You both should also quit smoking. It gives lowlifes excuses for hanging with your wife, and it's causing real damage to the health of you and your kids.


----------



## WorkingOnMe

Wait. She goes to a college campus everyday?


----------



## Suspecting

Rand OmGuy said:


> I disagree. They could have worked up a story, sure. But i poised questions with half truths to try to trip them up, playing one against the other.

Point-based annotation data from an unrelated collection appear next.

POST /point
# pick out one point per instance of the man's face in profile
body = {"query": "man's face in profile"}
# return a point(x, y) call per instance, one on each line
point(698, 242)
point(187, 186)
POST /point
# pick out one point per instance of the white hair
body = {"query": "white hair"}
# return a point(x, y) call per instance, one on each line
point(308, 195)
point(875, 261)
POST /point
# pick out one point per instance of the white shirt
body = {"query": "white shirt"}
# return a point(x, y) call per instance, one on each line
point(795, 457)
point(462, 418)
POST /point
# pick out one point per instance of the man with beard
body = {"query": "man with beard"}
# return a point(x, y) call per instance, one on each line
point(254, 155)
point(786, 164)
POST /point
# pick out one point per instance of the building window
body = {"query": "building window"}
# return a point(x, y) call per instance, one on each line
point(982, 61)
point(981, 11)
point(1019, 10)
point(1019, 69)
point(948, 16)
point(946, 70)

What do you mean by this? It's not hard to make up a story they both tell you. They agreed when they met what to tell if they get caught. Then just stick to the original story and you will get nothing out of them.


----------



## Kallan Pavithran

why cant you ask for polygraph?


----------



## Rosemary's Granddaughter

Rand OmGuy said:


> I did get more info on how things happened that day. I didn't ask about details until now, really because i didn't want to know. But i'll explain below.





Rand OmGuy said:


> I talked to both of them and never got any variance from one story to the other. He admitted to making a move on her. he couldn't explain why, he said she was attractive and he wasn't thinking. (which he is still a dirtbag piece of **** in my eyes)
> 
> He moved out of his parents house a week later and back in with his now ex-girlfriend 2 hours a way. I checked phone records from now all the way back to then and there was never another call or text between them. I checked all of the other numbers and called the ones i didn't recognize (those turned out to be girls my wife is in school with)


This is confusing--you JUST NOW asked for more details, but when you first found out, their stories "matched"? How is this possible, when you didn't have all of the details?


----------



## mahike

A's are like icebergs you can only see a piece of it. A WS usually only tell you what they have too. If you are OK with that not a problem. I really think the two of you need to be in MC before you take the attitude of lets just move on.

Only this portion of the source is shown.